12º. A omissão de pronúncia significa, fundamentalmente, ausência de posição do tribunal sobre matérias em que a lei imponha que o juiz tome posição expressa.
13º. A omissão de pronúncia sobre um facto essencial gera a nulidade da sentença Havendo omissão de pronúncia, nos termos da alínea d) do nº 1 do artº 615º do CPC a sentença é nula.
14.º Mais, ao decidir como decidiu, a douta sentença de que se recorre, violou o disposto no nº 3 do artº 3º do CPC, integrando a violação do princípio do contraditório, o que, salvo melhor opinião, consubstancia a prática de uma nulidade processual, que influi no exame ou decisão da causa.
15º. A não observância do principio do contraditório, no sentido de ser concedida ás partes a possibilidade de se pronunciarem.
16º. Salvo melhor opinião, não podia o Tribunal recorrido decidir a questão em mérito sem prévia audição da parte contrária, sem a produção de qualquer prova, e sem realizar audiência de julgamento, sob pena de se violar o princípio do contraditório,
17º. Razão pela qual, se está in casu, perante uma nulidade que influi na decisão da causa, sendo que tal omissão infringe os princípios constitucionais da igualdade, do acesso ao direito, do contraditório e de defesa
18º. Entende-se ainda, que a douta sentença não se encontra devidamente fundamentada no que concerne á lei aplicável, bem como as razões.
19º. Nos termos do disposto no artº 615º nº 1, alínea b) do CPC, a sentença é nula “quando não especifique os fundamentos de facto e de direito que justificam a decisão”. Tal vicio emerge, pois da violação do dever de fundamentação das decisões judiciais, consagrado no artº 208º, nº 1 da CRP e no artº 154º do CPC.

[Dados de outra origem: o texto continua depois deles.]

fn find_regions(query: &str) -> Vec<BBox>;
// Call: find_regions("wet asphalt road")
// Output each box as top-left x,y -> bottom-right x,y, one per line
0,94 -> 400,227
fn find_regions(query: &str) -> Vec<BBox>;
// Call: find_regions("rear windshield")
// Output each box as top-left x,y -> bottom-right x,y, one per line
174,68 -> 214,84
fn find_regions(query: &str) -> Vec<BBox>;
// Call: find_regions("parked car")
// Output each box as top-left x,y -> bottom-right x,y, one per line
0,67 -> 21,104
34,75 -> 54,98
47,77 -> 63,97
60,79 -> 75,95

Dispõe o nº 1 deste preceito que “as decisões proferidas sobre qualquer pedido controvertido ou sobre alguma dúvida suscitada no processo são sempre fundamentadas”.
E acrescenta o nº 2 que “a justificação não pode consistir na simples adesão aos fundamentos alegados no requerimento ou na oposição, salvo quando, tratando-se de despacho interlocutório, a contraparte não tenha apresentado oposição ao pedido e o caso seja de manifesta simplicidade”. Esta disposição indicia pois que o dever de fundamentação das decisões judiciais conhece diferentes graus.

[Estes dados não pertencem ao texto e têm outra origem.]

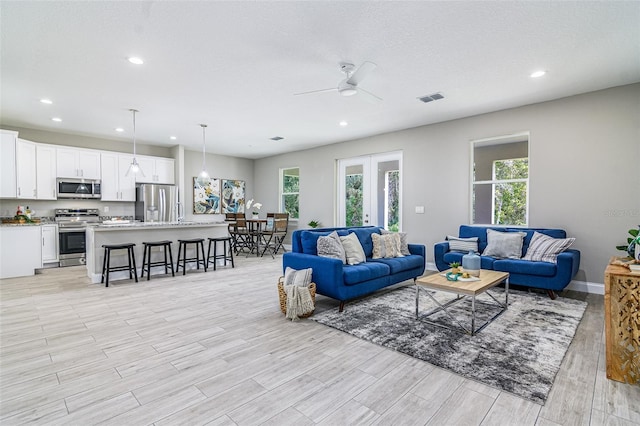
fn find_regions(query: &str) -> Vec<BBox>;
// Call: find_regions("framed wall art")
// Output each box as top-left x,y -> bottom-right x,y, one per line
193,177 -> 221,214
221,179 -> 245,214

20º No caso vertente, a sentença recorrida foi proferida no âmbito dos presentes autos de incumprimento de responsabilidades parentais, Esta figura processual, que o RGPTC qualifica como processo especial constitui um incidente processual, sempre que o regime do exercício das responsabilidades parentais tenha sido fixado no âmbito de processo judicial (vd, artº 41º nº 2 do RGPTC)

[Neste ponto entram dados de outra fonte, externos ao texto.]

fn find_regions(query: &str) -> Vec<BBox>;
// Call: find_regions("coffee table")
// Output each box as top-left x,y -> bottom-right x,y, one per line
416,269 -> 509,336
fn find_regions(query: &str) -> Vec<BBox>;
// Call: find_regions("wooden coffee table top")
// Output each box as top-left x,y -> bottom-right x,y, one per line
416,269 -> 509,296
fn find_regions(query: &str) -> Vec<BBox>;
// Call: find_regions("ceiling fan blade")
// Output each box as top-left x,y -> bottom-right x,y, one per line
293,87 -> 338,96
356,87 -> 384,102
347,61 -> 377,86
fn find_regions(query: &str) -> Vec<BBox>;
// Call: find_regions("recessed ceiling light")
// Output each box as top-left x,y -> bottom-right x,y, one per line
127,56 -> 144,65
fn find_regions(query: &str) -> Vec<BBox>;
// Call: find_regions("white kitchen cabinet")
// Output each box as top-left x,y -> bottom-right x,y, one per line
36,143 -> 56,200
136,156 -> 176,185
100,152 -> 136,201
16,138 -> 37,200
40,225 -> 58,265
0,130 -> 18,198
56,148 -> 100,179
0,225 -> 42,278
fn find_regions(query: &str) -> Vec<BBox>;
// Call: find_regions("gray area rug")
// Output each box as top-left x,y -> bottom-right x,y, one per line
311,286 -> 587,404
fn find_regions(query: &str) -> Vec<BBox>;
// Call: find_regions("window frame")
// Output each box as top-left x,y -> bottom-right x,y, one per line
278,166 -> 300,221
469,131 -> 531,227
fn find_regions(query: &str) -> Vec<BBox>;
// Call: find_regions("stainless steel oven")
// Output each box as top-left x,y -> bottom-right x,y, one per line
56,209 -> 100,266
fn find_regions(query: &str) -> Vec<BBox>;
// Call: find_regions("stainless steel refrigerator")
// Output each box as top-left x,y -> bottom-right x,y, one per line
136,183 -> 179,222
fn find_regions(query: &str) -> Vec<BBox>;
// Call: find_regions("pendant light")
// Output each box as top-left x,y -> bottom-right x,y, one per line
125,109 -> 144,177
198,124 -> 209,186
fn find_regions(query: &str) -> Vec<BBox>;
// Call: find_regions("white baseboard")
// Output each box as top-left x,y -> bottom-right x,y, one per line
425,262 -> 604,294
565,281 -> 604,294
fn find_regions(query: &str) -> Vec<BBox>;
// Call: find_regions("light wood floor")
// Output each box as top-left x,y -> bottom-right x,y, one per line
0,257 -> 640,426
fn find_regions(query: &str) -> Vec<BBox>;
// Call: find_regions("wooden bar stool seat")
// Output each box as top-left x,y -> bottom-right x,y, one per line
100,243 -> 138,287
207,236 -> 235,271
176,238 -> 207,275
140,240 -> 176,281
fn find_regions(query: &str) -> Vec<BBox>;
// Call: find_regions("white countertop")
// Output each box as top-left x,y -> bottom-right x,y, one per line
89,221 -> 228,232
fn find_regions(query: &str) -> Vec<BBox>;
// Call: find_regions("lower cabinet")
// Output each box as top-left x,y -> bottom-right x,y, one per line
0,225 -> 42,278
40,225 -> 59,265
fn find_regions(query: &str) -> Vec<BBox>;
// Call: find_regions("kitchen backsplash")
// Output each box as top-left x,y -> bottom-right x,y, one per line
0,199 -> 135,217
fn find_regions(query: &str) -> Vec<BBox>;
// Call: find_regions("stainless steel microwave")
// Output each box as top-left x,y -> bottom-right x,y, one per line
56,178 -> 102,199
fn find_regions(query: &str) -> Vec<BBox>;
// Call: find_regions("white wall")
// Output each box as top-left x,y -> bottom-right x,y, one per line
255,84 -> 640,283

21º O dever de fundamentação das decisões judiciais consagrado no artº 154º do CPC, quanto a decisão visada revista a natureza de sentença; entendida esta como “o ato pelo qual o Juiz decide a causa principal ou algum incidente que apresente a estrutura de uma causa” artº 152º nº 2 do CPC.
22º Assim, e não obstante o RGPTC não contenha disposições legais que qualifiquem como sentença d decisão final do processo de incumprimento das responsabilidades parentais, o certo é que se trata de um incidente com a estrutura de uma causa, visto que corre termos em autos próprios, e alei prevê uma tramitação própria, com articulados, a saber, o requerimento inicial e as alegações do/a requerido/a e uma audiência de pais, além de outras diligências eventuais .vde artº 41º nº 2 e3 e 7 do RGPTC, tal remete-nos, pois, para os normativos que regem a fundamentação da sentença, a saber, os nº 3 e 4 do art 607º do CPC
23º. o recorrente/requerido litigou e litiga, ainda, com recurso ao apoio judiciário, facto este também desconsiderado na sentença a quo, que o condenou em custas no montante de 1 UC.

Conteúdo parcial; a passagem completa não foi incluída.